We all know Nigeria needs an about-face and needs to be
deconstructed and rebuilt. People who threaten to form a parallel government
cannot turn around to condemn one who says the current President is not her
President. However, statements denouncing the legality of the incumbent's
office should be avoided if there is to be an acceptable outing for Obi in
2027. Phrases like ‘…illegitimate President’, ‘…Nigeria has no President’,
‘…masquerading as President’, ‘…imposter President’, are not palatable, but
since it is proven by Aisha that Tinubu did the same during Jonathan’s
presidency, we have no moral justification to condemn her. You cannot be
comfortable with her activism against Jonathan and Buhari and oppose her when
it comes to Tinubu.
Fellow obidients, you are not more Nigerian than other
Nigerians. If you want your candidate to win, you need to convince the
electorates. The people you call almajiris at the slightest provocation
are the ones you need most. I had doubts about polls positioning Peter Obi to
win because the poll respondents are online while the greater percentage of
real voters are offline. They remain offline and should be targeted and
converted with a clear message. The ‘shege’ they go through may
eventually reveal to them that they messed up, but the gospel of the need for
an outlier as a President needs to be better disseminated. Whether they like it
or not, Peter Obi is an outlier for Nigerian politicians and a better option,
but have we convinced the voters about this?

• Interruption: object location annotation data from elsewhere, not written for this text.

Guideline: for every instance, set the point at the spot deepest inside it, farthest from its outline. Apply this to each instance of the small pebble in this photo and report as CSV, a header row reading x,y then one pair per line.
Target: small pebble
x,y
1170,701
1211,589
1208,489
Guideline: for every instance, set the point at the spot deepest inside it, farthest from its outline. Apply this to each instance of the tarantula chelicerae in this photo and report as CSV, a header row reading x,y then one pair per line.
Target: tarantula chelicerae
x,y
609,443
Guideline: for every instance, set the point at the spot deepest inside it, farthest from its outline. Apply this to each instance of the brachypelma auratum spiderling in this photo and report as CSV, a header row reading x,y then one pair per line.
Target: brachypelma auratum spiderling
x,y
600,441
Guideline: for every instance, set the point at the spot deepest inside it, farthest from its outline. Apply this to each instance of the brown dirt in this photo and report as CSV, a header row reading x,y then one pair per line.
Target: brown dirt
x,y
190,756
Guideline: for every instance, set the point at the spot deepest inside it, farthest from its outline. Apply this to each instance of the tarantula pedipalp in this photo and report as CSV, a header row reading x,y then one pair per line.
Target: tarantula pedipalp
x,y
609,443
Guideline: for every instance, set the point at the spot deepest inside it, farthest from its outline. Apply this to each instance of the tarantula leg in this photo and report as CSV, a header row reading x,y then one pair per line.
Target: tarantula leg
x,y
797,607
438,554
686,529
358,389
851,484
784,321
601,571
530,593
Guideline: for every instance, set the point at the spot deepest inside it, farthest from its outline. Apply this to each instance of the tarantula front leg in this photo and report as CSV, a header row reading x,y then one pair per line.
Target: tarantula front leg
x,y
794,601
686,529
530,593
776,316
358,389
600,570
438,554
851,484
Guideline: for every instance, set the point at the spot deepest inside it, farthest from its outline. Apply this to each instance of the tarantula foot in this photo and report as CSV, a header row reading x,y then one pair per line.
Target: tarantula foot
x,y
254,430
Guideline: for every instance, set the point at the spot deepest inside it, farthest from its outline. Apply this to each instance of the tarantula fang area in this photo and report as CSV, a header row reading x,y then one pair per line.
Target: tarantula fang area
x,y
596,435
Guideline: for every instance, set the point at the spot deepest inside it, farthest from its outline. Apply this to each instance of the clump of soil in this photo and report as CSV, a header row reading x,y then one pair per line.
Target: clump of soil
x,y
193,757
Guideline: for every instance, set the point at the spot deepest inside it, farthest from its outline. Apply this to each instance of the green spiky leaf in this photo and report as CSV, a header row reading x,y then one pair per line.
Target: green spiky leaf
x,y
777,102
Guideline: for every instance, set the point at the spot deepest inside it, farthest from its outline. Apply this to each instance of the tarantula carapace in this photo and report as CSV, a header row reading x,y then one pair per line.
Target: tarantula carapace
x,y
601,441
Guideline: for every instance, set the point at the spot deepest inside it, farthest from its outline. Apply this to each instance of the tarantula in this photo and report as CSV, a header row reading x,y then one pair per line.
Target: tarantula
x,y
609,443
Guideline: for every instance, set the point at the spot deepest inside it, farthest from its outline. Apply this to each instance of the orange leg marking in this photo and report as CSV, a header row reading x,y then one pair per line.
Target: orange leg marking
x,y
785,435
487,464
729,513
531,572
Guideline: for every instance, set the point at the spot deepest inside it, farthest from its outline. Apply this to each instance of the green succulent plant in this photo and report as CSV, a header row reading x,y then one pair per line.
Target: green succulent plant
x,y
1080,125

The selflessness and pursuit of a saner country by Uncle Dele and
Aisha in print and visual media are there for all to see – I respect them both.
They desperately want a country to be proud of. But it appears to me that they
have been subjective on this occasion. I hope they will untangle the elements
of this loss, one of which is the failure to sell the Peter Obi candidacy to
the Northern electorates. It may well be impossible, and they need to accept
this if that is the case. But the fact that there were pockets of votes here
and there means it is possible.
As an INEC ad-hoc staff in an off-cycle election in a northern
state during my youth service, I would reject the assumption of INEC declaring
non-existent votes in the north because they take elections more seriously than
other regions. But I do not excuse underage voting or the violence that comes
with it. From the moment Buhari openly displayed his ballot for the world to
see as he did years before, he set an ugly start for the election. The secrecy
of the ballot was foregone, vote-buying was easier, and intimidation was
sanctioned. But voter intimidation was not restricted to APC strongholds.
Yet a whimper has yet to be said by our courts on the need to improve the
electioneering process by INEC. Our courts cannot continue to certify the
non-compliance in our elections every four years as insignificant and expect a
better electioneering process next time. It won’t happen.
Dear obidients, just like some of you, I campaigned and
spent money because of my faith in Peter Obi. But we can’t keep acclaiming
victory that has eluded us to make it valid. We need to assess the situation
objectively. There is no doubt that the Peter Obi movement needed northern
Nigeria and failed to clinch important wins there. A post-election cold war is
already worsening his chances in the next election if he does throw his hat in
the ring again. The task of educating the electorates should have begun. But
when we remain fixated on the unproven assertion that Obi won without empirical
evidence, then we are already losing the plot to victory in 2027. I know it is
difficult to start again after all that you said and did, but the Nigeria we
deserve is only possible when we have the leadership we deserve.